I brought my car in for service this morning, and the employee who was taking my information saw from my registration that I was from Newton and asked, “Did you watch the marathon this year?”
I admitted that I had, and then he asked whether I lived near the course. “About a mile and half away,” I said. After a few more comments on the desirability of living near the course, the security, and some other things, he sized me up and asked, “Are you a runner?”
I answered in the affirmative and as I did so, I mentally prepared for the questions I felt sure would follow: Had I ever run the marathon? Had I run it this year? Why not? Familiar questions with well-rehearsed answers.
But instead, the conversation went in a different direction. This guy, a service manager at a car dealership, starting telling me about how his wife had run this year, about how she had run in 2013 but had been stopped at Boston College after the bombs went off. He told me that he had thought that first marathon would be the last one, that she’d run it once and then move on, but no. She wanted to do it again this year, to finish. And now, having finished, she was talking about running it again, running other races. He didn’t put it this way, and I didn’t have the heart to tell him, but I sensed that she had fallen under the marathon’s spell, and that she was a runner now, not just someone who does the marathon once to say that they’ve done it.
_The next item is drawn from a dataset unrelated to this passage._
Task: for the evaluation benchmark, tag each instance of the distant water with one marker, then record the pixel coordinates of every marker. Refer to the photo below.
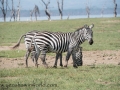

He never did get around to asking me whether I had run. It was funny, in a way, and a little humbling. I had been prepared for the typical response from non-runners: the little shake of the head and the brief, but admiring acknowledgement of my status as a marathon veteran. I had been prepared for the momentary ego boost that comes when a complete stranger suddenly realizes you are THAT kind of runner. Instead, I was the one who wanted to hear the story of how his wife had run this year, how she had prepared, and what it had been like.
It was great, actually. It was great to realize that is was their marathon, too. It was great to realize that we were all on this ego trip together.